1. Searching Reviews by drug name. Currently, there is no cross-indexing against
variant names of drugs in Cochrane Reviews. We have linked to Drugbank
(http://www.drugbank.ca/) which includes most of the variants of drug names
including the different brand names and generic names used in different countries.
We have created a “semantic search” that allows users to type any name for an
asthma medication and find the relevant Cochrane Reviews. See:
http://demonstrator.dev.cochrane.org/interventions. This functionality would greatly
improve the discoverability of Cochrane content in The Cochrane Library as now, for
example, if you search for “Prozac” you get zero results, but if you search for
“fluoxetine” you get 30 results.
2. Displaying selected portions of reviews. Clicking on any title on the “List of
Reviews” page in the demonstrator (http://demonstrator.dev.cochrane.org/reviews)

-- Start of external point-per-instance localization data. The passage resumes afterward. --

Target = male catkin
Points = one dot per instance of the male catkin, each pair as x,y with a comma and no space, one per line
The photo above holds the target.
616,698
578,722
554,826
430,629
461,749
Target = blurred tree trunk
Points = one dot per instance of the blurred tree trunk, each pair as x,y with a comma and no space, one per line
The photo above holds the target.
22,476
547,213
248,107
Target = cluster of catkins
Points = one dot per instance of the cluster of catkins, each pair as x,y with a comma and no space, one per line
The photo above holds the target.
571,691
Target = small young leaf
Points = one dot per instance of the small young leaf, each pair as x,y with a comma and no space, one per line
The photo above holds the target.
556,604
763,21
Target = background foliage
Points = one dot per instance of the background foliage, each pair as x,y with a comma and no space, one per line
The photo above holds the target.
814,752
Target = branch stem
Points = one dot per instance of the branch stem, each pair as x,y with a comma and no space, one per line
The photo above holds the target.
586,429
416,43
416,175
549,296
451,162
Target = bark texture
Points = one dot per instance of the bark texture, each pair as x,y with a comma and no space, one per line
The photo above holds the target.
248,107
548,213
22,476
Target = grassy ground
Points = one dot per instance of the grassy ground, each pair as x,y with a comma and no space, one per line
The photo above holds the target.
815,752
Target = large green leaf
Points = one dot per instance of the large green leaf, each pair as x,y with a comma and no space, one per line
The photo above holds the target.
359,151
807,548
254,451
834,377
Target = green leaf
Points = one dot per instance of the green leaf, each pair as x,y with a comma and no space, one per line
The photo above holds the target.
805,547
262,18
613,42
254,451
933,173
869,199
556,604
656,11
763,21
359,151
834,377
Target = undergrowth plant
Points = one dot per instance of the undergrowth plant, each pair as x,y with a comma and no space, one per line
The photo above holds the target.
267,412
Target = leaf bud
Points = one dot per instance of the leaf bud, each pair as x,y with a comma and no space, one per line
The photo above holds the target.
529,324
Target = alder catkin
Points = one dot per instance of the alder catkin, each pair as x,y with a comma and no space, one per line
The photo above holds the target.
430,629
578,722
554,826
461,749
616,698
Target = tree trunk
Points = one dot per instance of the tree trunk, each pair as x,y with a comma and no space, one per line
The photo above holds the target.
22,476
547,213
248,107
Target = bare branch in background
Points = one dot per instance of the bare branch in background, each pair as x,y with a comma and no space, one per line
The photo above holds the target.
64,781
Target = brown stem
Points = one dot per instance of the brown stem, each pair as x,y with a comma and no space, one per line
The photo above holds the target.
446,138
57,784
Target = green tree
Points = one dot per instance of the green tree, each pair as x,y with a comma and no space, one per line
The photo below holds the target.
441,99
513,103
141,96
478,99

takes you to a custom view of that review that we have created by including sections
of the review suggested during the Strategic Discussion in Paris. This capability of
showing selected portions of a review, and rearranging their order could allow us in
future to devise different “views” for different user groups, to allow users to
customize their own Cochrane view by selecting the specific components and their
order, or to compare reviews by looking at components from 2 or more Reviews side
by side.
3. Linking out to selected content. In addition to linking to Drugbank as noted
above, we have linked to SIDER, a linked data set that includes information on side
effects from FDA label information (see http://sideeffects.embl.de/drugs/2153/) for
an example.
4. Finding which Cochrane Reviews have included a particular study. Each
review page in the demonstrator includes the list of included studies from the review,
with a link to a specific study page for each item on the list. Each study page
includes a list of all of the reviews (in our limited set) that have included that study
sing the unique study identifier from CRS and the links that CRS provides between
studies and Reviews (see
http://demonstrator.dev.cochrane.org/studies/revman/002304061509242379-STDO_x0027_Byrne-2005 for an example).

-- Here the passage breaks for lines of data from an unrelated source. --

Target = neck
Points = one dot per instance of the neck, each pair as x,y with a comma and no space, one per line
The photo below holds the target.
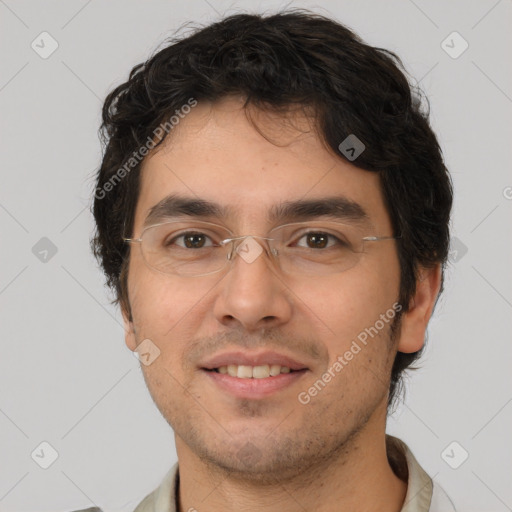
358,478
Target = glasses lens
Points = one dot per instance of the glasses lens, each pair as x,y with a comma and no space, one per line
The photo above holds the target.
185,248
317,248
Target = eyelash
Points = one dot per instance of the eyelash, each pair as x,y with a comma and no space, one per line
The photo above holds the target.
188,233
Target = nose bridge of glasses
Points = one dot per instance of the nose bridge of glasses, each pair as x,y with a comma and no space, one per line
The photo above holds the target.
250,247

5. See what other published reports from the same trial have been identified
in the “studified” data in CRS. Once again using the links with CRS, each study
page in the demonstrator includes a list of all published reports from the study that
have been identified by Cochrane collaborators and either used in reviews or studified
in CRS.
6. See the Risk of Bias appraisals a single study from different Reviews. This
information is also included on each study page in the demonstrator. In some cases
(as in the O’Byrne example above), there is good agreement. Some other examples
have more variation
7. http://demonstrator.dev.cochrane.org/studies/revman/949204060709442762-STDKoopmans-2006 .
While the above examples are simple, they demonstrate and show the proof-of-concept of
this approach and, critically, the data in the “triple store” beneath this website is completely
dynamic. There are only ca. 40 Reviews on Asthma in there now but if we were to put all
Cochrane Reviews and their related studies in the linked data repository, the queries would
update automatically.
The technology behind the demonstrator
Demonstrator.dev.cochrane.org uses the Drupal open-source content management system
(CMS), the same system used to produce 130+ of the websites for The Cochrane
Collaboration. Drupal “plays nicely” with the semantic web stack including an RDFx module
and a very powerful module called SPARQL Views which allows for SPARQL queries to be
constructed within the core Drupal Views system. With our triple store linked data repository
software, OWLiM, running in the background at a canonical data.cochrane.org address and
server, we use Drupal and its RDF and SPARQL modules to quickly create a working website
for creating working prototypes that can be quickly styled using Drupal’s built-in theming and
templating system.
4. Future plans
Our experience with the linked data project to date has convinced us that it has potential to
become an “enabling technology” for the Collaboration that could allow us to do more with
our data. However, there are a number of issues that should be explored as we decide on
how best to integrate linked data within the Cochrane IT structure. These include:



Potential additional user stories
The technical architecture including implications for the IMS, Web Team, CRS and our
publisher of increased use of linked data
Adding structure and standardization to Cochrane reviews
Potential User Stories
Our success in realizing the relatively limited goals of the Linked Data Project to date has
encouraged us to look at additional user stories that might be addressed using this approach
– including several items on the RevMan wish list. For example, RevMan case # 119285
which says "Provide easy access from RevMan to relevant sections of other reviews using the
same studies via CRS. E.g. if you were completing the RoB table for a study you could easily
see how other authors have assessed the risk of bias for that study" is very similar to the
CRS/CDSR user story that we have been working on and case 122027 calls for "Interaction
between RevMan & CRS" without offering specific details.
Some of the user stories that might be explored using this approach include the following:
As a Managing Editor, or as a Cochrane Review user wishing to keep up with a specific area
of content, I want to see the date of publication for a subset of reviews (e.g. the set
included in an overview, article, guideline, etc) so that I can see if any have been updated
since I last looked at them. This came up as a specific request from an ME, but could easily
apply to writers of Cochrane overviews, guidelines, book chapters, etc.
Case 122010 - "Enable authors to generate a visual graphic highlighting each treatment
being compared in their review. Each node would be a treatment, each line at lest one RCT
with numbers corresponding to the number of RCTs.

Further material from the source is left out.